By order of the Consultor, Prince of Santa Flavia, the Master Architect Brother Angelo Italia of the Company of Jesus was sent to that city in order to observe the most opportune site and the most salubrious air for the rebuilding of the new city. The above mentioned Brother Angelo conducted an examination of the location and, having observed with precision all the territory of Avola, found no better location and site that the district of the City of Avola, known as Mutube, in which the new city was moved in the form communicated to Your Excellency, approximately one mile and a half from the sea, in a most beautiful and agreeable, broad plain... Through the middle of the city pass the waters of the source known as the Miranda.

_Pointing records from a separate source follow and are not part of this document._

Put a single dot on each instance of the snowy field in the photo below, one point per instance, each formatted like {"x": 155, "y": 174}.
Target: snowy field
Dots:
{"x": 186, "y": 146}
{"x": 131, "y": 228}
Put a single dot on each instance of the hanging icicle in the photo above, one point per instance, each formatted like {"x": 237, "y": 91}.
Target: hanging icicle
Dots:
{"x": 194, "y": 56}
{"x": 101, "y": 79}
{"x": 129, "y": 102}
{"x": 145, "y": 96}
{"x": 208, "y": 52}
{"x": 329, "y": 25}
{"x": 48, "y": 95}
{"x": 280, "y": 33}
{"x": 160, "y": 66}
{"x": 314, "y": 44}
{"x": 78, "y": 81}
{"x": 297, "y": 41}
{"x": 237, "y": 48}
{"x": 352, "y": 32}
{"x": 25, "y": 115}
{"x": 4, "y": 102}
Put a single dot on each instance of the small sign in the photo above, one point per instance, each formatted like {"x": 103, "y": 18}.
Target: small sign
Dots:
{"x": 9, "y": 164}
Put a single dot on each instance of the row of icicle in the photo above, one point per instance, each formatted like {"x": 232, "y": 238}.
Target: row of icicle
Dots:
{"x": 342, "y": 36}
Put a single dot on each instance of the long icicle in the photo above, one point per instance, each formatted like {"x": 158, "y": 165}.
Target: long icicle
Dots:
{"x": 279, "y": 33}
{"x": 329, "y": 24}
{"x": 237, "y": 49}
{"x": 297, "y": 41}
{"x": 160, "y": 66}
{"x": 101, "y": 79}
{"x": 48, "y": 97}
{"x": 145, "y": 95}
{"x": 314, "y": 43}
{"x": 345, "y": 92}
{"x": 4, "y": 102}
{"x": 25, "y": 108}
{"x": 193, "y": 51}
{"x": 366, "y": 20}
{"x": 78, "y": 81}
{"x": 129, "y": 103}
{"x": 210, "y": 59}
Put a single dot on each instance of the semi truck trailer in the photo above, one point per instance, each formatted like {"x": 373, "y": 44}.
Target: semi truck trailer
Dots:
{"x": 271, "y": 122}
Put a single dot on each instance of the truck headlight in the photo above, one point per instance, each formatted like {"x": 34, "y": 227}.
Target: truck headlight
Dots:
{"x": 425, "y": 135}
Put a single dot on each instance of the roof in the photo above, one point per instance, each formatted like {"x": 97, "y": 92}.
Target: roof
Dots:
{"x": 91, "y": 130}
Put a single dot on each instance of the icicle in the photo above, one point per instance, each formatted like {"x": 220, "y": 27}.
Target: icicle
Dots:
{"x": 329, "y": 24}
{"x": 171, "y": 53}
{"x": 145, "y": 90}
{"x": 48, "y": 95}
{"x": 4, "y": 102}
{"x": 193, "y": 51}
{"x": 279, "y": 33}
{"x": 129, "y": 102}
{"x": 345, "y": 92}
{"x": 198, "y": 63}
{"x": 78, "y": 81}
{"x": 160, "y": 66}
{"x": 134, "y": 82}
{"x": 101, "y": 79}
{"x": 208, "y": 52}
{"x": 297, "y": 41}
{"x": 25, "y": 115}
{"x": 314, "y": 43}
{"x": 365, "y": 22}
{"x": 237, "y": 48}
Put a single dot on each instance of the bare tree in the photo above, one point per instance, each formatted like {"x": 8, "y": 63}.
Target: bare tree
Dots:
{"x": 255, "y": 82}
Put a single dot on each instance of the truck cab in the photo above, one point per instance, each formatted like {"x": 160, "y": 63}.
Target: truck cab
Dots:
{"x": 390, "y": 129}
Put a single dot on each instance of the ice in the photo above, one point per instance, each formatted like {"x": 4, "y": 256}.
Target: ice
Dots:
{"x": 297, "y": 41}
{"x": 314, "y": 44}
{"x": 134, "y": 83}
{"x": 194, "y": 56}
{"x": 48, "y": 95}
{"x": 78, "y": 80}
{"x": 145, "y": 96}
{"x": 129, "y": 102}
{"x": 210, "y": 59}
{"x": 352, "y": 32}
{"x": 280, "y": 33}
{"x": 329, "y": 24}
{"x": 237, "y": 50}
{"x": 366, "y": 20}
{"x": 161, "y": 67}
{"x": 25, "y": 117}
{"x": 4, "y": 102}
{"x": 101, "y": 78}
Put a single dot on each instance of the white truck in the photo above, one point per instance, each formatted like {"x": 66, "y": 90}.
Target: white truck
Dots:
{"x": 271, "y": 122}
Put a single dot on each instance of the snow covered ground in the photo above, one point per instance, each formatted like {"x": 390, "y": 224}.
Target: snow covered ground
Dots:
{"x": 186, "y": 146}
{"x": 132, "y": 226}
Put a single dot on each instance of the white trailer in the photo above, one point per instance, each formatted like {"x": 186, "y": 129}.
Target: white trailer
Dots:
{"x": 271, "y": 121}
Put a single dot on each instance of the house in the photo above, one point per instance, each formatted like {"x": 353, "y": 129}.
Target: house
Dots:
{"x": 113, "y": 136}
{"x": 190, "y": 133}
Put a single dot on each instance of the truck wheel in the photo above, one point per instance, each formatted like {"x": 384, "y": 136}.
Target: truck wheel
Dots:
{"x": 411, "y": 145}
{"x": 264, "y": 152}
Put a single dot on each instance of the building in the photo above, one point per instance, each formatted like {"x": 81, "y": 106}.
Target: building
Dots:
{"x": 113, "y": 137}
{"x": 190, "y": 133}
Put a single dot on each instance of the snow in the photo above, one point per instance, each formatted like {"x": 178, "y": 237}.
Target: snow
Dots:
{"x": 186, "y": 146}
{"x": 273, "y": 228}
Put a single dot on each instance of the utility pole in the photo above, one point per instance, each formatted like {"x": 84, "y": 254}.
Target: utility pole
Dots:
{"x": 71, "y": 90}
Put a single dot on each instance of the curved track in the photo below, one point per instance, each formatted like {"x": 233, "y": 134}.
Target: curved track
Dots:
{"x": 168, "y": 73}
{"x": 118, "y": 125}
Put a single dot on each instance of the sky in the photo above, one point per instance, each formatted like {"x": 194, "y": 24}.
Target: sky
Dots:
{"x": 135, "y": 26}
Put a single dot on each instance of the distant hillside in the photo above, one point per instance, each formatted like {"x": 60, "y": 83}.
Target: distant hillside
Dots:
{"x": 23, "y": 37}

The walls of the houses around the city serve for its defence for they are all surrounded by small openings to keep enemies at bay with a few muskets and guns...
— Vittorini (1694), Relatione di quanto si è operato nella nuova città d'Avola dal giorno del terremoto 11 gennaio 1693 a questa parte

The architect himself with the help of 50 workers, traced the pattern of the new city on the ground, defining not only the streets and walls, but also the location of public buildings and private lots.

==== Lentini (1693) ====
As with Avola, Italia planned to reconstruct Lentini on a site some distance from the rubble of the destroyed city, but after the inhabitants asked the King (Giuseppe Lanza, Duke of Calastra) to override these plans he granted their wish and allowed them to rebuild the city on the old site.

==== Noto (1693) ====
Ancient Noto occupied a site on the summit of Mount Alveria, but following the earthquake it was agreed that it should be rebuilt some 10 km away on the slopes of Mount Meti. Angelo Italia was one of those involved in the construction plan, along with Dutch military engineer Carlos de Grunenberg, mathematician Giovanni Landolina and military architect Giuseppe Formenti.